The decision to join the Army as an officer came a little later. Her family has a history of military service, with her grandfather serving as a surgeon during the Vietnam War and her older sister, Mckenna, attending the Coast Guard Academy. But it wasn’t something that dawned on Cowles until she zeroed in on 91亚色传媒. 

Drawn to SU because of its smaller class sizes and proximity to her family in Northern California, what sealed her commitment is the nursing program and its Jesuit values.

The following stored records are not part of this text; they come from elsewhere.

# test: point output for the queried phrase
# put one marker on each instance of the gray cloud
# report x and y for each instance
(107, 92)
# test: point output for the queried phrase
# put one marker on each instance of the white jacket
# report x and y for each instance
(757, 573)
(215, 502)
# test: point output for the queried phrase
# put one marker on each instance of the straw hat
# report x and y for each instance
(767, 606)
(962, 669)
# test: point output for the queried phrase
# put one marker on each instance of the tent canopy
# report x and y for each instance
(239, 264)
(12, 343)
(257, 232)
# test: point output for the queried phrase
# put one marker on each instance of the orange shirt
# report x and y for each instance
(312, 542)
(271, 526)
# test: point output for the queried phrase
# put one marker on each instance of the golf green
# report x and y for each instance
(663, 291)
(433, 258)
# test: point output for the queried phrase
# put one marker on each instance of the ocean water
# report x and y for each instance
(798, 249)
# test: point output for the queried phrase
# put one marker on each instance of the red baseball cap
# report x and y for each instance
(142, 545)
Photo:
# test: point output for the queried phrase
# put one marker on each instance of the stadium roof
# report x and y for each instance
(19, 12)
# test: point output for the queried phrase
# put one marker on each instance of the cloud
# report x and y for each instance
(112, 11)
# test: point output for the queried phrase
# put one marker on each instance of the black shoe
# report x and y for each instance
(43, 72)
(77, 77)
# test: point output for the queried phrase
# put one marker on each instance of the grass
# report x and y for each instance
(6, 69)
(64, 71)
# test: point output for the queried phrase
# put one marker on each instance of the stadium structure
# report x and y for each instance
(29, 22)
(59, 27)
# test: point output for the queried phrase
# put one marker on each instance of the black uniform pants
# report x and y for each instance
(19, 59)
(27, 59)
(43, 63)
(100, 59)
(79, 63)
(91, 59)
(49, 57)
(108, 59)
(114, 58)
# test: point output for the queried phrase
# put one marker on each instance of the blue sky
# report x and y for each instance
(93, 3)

“Not only from the biology and skills standpoint,” Cowles says, “but also equity and inclusion, looking at social determinants of health and how important it is as a nurse to treat a whole person rather than an injury and then you’re out the door, good luck with life. It’s really important to look at a person and how you can actually help them fully heal rather than just doing the bare minimum and getting them out the door.”

Cowles then reached out to a nursing student in the ROTC program to learn a little more and that’s how she found her path in life. She was hooked.

“It sounded like the coolest thing in the world,” Cowles says. “I was like, ‘I want to go be an Army nurse.’”

She adds: “It's the best spur of the moment decision I've ever made.”